Tergiur Iming-Iming Semen, Puluhan Warga Jenar Tertipu Ratusan Juta

440
BAGIKAN
ilustrasi

SRAGEN—Sejumlah warga di Desa Japoh, Kecamatan Jenar merasa menjadi korban penipuan yang dilakukan oleh oknum pejabat desa setempat berinisial D (44) dan ES (42).

Keduanya yang merupakan suami istri itu diduga telah menipu banyak warga dengan kerugian diperkirakan mencapai lebih dari Rp 100 juta.

Modus yang dilakukan yakni dengan meminjam surat berharga milik warga dari BPKB, STNK,  sertifikat, hingga perhiasan emas. Warga diiming-imingi akan dibantu dengan semen. Kasus itu terjadi antara kurun 2013-2017.

Namun ternyata surat berharga itu diketahui dijadikan agunan untuk kredit di berbagai lembaga pembiayaan. Alih-alih dibantu semen, mereka justru harus menanggung angsuran dan dikejar-kejar oleh bank dan koperasi.
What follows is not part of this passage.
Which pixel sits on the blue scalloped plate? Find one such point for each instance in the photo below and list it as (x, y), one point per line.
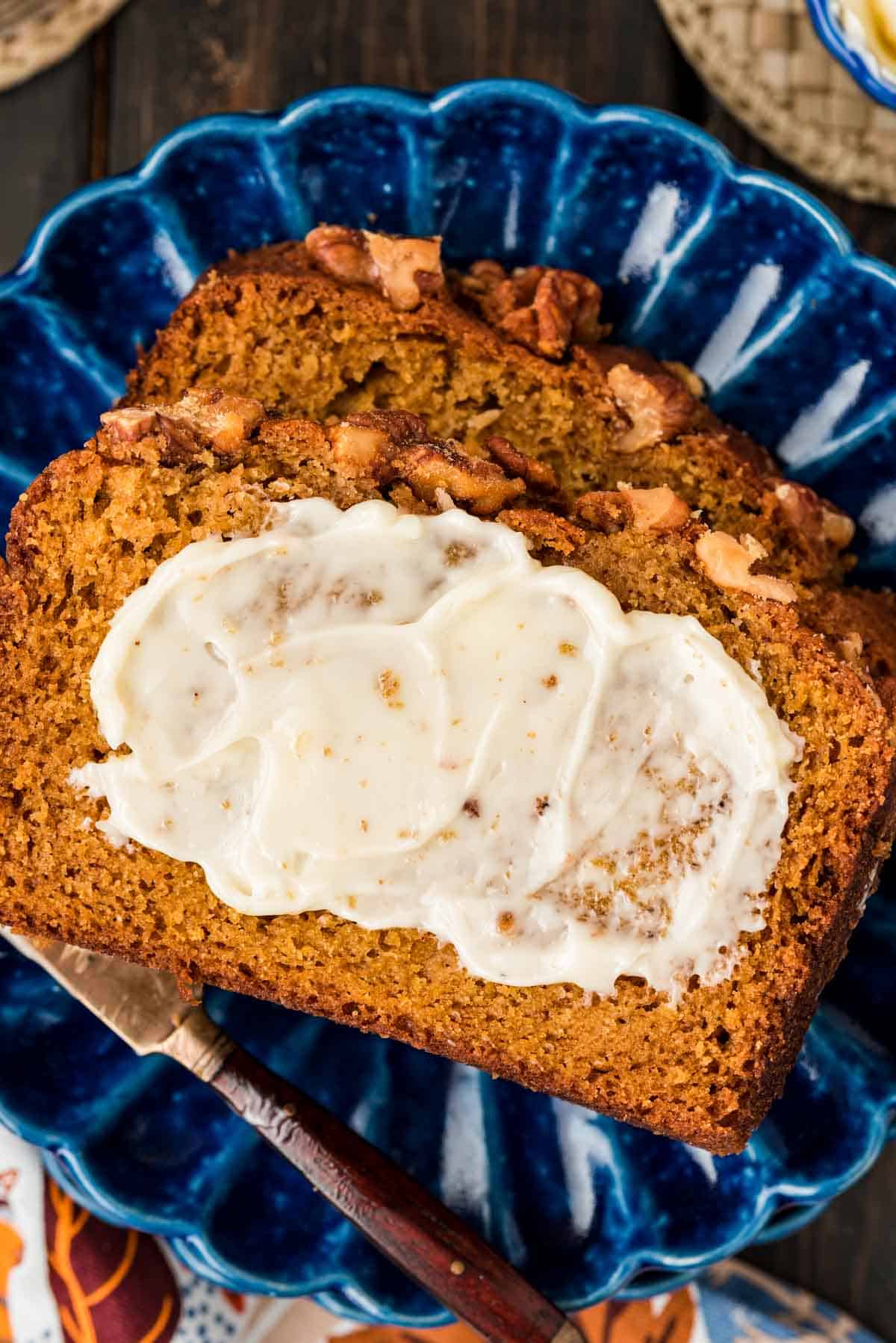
(735, 272)
(855, 55)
Kasus dugaan penipuan itu mencuat setelah beberapa korban mengadu ke LSM Forum Masyarakat Sragen (Formas), Senin (1/5/2017).

“Dua sertifikat dan perhiasan 10 gram milik saya dipinjam pada 2013 lalu. Janjinya dibantu semen. Ternyata sertifikat digunakan untuk cari utangan di Toyogo Rp 20 juta dan di koperasi Rp 15 juta. Ternyata angsurannya macet dan sampai sekarang sertifikat serta emas saya belum dikembalikan,” ujar Sani (73), janda asal Dukuh Geneng RT 3, Desa Japoh, Jenar.

Saimanto (51), tetangganya, juga mengaku tergiur iming-iming semen dan melepaskan sertifikat tanah miliknya. Sertifikat itu diketahui dijadikan agunan oleh pasutri itu di bank UL di Gondang sebesar Rp 40 juta.

Ia juga bingung karena terus didatangi pihak bank untuk membayar angsuran sebesar Rp 1,8 juta per bulan. Bahkan jika tidak membayar,  rumah dan pekarangannya diancam akan dieksekusi.